Hacker News new | ask | show | jobs
by 3abiton 858 days ago
Modularity and customization come at a cost. Python is the systemd of computer languages. But it is not trying to sell itself under the KISS banner.
1 comments

Oh absolutely, for some tasks Python is amazing. I use Jupyter notebooks a lot, for example, and the flexibility is an incredible feature.

It just worries me when I sometimes see those same Jupyter notebooks running in production, crunching 100s of terabytes of data. Maybe I’m wrong, but I didn’t get the impression everyone realizes exactly how wasteful that is. I guess AWS credits are easy to come by.

One thing Google did well back in the day, was making resource costs report in SWE/hours, the idea being that you see if you should go and rewrite something. If it cost 100 SWE/h to run, and it only took you a day to cut that in half, you should do it.

Numpy is competitive with optimized C/C++. So even if it's running in a Jupyter notebook, it's still going to be insanely fast.
Numpy is fine. But people write a lot of complicated code to pull JSON from somewhere, transform it in Python, and write it to parquet somewhere else, for example. JSON, the dict type and parquet are all implemented in C, but a comprehension on top of a Python iterable is just gonna be pure Python “bytecode”. It has been my experience that rewriting such things in C++, or even Go or Java is an easy way to quickly save truly incredible amounts of compute.

A team I used to work with was forced to throw away a finished Python data pipeline that took them a year to build, because it cost more to run than the combined salaries of the team. And I really think if they’d had better intuition about Python’s performance under different scenarios, they could have saved a year of effort. This is why I feel it’s worth having frank discussions about trade offs when it comes to this language.

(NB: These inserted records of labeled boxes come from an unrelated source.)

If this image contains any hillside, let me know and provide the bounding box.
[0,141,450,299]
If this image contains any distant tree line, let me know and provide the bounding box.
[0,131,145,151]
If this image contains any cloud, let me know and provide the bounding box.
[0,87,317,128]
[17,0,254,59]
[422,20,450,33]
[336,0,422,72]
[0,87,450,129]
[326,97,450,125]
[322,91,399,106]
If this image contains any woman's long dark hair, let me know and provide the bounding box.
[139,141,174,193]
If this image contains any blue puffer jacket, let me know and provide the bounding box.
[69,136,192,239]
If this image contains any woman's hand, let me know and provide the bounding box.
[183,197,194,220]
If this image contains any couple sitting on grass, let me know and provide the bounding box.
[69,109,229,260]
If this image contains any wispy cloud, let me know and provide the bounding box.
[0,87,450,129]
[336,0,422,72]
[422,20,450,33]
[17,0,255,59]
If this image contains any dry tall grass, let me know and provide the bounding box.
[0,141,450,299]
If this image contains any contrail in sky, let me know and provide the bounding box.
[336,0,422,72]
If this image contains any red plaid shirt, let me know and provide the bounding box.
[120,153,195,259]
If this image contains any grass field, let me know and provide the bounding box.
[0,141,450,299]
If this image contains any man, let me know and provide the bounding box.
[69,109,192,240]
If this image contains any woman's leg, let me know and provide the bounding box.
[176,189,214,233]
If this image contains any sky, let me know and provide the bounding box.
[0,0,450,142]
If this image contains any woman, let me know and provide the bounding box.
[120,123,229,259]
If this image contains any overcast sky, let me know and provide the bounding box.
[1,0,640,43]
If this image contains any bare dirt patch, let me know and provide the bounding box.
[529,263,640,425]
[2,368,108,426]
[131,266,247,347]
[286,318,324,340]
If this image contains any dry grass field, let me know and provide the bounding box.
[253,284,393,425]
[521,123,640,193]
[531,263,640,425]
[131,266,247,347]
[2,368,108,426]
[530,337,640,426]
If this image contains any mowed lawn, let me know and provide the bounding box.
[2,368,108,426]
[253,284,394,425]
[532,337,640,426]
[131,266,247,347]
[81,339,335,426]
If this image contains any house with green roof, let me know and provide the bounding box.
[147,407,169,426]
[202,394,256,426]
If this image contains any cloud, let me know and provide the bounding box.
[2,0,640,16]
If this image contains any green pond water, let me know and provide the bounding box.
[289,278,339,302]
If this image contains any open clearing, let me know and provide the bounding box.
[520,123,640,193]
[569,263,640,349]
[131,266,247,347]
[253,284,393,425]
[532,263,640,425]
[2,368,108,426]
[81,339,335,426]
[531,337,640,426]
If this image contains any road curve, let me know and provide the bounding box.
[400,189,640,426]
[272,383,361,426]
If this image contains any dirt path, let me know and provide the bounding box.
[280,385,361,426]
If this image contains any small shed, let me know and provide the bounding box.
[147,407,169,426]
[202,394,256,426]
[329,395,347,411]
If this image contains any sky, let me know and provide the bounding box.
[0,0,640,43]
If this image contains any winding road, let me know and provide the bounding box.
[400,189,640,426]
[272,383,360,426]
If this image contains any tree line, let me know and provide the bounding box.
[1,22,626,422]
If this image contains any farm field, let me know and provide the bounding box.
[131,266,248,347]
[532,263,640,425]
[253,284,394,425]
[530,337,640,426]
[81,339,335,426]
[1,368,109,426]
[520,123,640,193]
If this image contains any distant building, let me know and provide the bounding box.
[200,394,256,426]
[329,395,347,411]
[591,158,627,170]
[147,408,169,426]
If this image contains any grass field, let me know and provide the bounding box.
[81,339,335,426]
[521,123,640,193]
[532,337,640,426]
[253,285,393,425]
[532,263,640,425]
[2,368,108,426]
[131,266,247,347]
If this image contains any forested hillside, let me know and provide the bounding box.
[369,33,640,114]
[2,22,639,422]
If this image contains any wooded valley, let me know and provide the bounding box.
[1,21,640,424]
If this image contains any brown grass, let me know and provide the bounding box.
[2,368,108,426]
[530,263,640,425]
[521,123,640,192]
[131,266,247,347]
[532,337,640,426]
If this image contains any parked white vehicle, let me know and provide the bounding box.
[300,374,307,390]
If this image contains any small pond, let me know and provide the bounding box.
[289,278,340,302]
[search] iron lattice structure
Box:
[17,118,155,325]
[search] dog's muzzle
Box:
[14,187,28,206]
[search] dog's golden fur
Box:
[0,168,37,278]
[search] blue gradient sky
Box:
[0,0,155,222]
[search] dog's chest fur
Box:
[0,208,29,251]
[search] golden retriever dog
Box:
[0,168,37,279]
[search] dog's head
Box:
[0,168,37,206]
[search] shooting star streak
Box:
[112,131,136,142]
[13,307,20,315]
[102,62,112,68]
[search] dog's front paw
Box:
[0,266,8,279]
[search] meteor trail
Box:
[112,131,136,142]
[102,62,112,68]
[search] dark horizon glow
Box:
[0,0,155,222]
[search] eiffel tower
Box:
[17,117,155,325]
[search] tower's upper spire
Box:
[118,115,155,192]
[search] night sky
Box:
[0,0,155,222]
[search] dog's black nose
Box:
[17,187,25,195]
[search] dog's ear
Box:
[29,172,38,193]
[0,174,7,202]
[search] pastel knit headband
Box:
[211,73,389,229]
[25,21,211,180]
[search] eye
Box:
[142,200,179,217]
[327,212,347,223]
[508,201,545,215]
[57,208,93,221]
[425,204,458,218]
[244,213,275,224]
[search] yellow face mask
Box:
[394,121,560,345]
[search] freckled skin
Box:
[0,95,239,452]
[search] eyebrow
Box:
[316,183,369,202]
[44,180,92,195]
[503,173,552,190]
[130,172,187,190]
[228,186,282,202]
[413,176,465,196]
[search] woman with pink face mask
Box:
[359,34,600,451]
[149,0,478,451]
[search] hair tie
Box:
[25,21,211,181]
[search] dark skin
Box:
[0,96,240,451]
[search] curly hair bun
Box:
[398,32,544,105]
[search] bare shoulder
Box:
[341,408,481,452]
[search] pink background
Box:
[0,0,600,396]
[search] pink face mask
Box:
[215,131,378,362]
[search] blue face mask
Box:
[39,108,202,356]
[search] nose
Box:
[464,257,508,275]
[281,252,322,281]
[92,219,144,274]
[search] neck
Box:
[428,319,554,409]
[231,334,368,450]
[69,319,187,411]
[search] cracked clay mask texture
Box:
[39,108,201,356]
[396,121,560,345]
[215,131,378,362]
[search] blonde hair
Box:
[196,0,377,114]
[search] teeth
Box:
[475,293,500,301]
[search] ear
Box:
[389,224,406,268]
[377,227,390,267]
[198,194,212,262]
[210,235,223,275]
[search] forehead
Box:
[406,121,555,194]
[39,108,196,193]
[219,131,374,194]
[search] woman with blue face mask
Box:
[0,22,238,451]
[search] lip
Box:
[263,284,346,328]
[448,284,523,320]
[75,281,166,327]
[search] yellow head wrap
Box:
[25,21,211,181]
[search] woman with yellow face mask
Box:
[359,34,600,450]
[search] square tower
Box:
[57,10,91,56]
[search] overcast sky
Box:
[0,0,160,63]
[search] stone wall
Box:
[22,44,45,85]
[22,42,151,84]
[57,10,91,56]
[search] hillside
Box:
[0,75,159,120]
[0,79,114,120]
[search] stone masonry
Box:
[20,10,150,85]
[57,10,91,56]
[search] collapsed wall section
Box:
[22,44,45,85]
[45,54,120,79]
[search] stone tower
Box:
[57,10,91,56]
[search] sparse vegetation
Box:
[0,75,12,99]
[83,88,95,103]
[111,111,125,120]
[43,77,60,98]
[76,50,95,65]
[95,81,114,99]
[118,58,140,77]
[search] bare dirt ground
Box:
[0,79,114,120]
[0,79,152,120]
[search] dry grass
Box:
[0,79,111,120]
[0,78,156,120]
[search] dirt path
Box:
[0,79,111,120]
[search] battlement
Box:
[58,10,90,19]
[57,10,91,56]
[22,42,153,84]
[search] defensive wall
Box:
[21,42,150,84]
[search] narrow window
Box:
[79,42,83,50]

It’s incredibly useful, but people in the community aren’t clearly told about its limitations. (Especially wrt performance, but also maintainability.)

> It has been my experience that rewriting such things in C++, or even Go or Java is an easy way to quickly save truly incredible amounts of compute.

Sure but there's a trade off, no? Go is typically 3x the code than python. And C++ is 10x the complexity easily.

There was one point back when I stopped coding C++ where one coder might not understand what another C++ coder was doing because the standard was so large.

> A team I used to work with was forced to throw away a finished Python data pipeline that took them a year to build, because it cost more to run than the combined salaries of the team.

You know, I have horror stories about C++ and Java as well. Usually that kind of blame goes to management for not understanding the issues up front. Pretty soon, I'll have slew of stories about go misusage as well.

Well, not to split hairs, but it depends on what you mean by complexity. I would describe Python as possibly the most complex programming language in existence - it’s built in terms of a high number of abstractions, many of which are leaky, and it behaves very differently from version to version and environment to environment.

Python is certainly very terse and expressive. I like writing Python, it’s fun. And it hides a lot of problems from the programmer, but that’s not the same as being simple.

Go is simple, that’s why it’s verbose. It has no syntax sugar and it’s not fun to write Go, but you can read it and see what it’s doing really quickly.

Anyway, it’s about picking the right set of trade-offs, as you say. But the trade off in performance is 1:100, and that’s so punishing at scale that all other considerations kind of fall by the wayside.

> I would describe Python as possibly the most complex programming language in existence.

You haven't lived until you've argued with a C++ language lawyer.

> Go is simple, that’s why it’s verbose. It has no syntax sugar and it’s not fun to write Go, but you can read it and see what it’s doing really quickly.

Python is great. It has a lot of syntax sugar, but it's also easy to read and understand what it's doing. They teach it to elementary school kids. But they use it in F500 companies. And it has made huge strides into the scientific computing, because it's relatively easy to call existing C/Fortran libraries.

Go's experience by comparison is awful. Their community is an anti-social gate-keeping echo chamber. Their FFI is awful. Their language design is awful as well.

Edited to add: I feel like Go got popular because Rob Pike had no problem bad mouthing other languages. "Python/C++ are so terrible...".

Consider Rust on the other hand, where python and Rust seems to be getting along quite well. Rust seems to care about the coding experience. I think that makes a difference.

If they had done performance testing from the start they could have saved a year. A pipeline that has not been performance tested was in no way "finished". Performance is not something that can be tackled on later. In any language...
I've seen bad Java/C++ code go to production before, and cost many more hours to fix it than it was just to replace the code with a working python script using the built in libraries.
> Numpy is competitive with optimized C/C++

Can you cite a source/example for that? I cannot imagine an optimized C program that doesn't blow python with numpy out of the water. Even a poorly written C program is likely to be 2x faster simply because it doesn't have to round trip operations from C to python and back.

I feel like this is google-able, no?

I found some metrics after 30 seconds of googling.

Please post your citation for your claim.
No. Google it.

I'm not your monkey.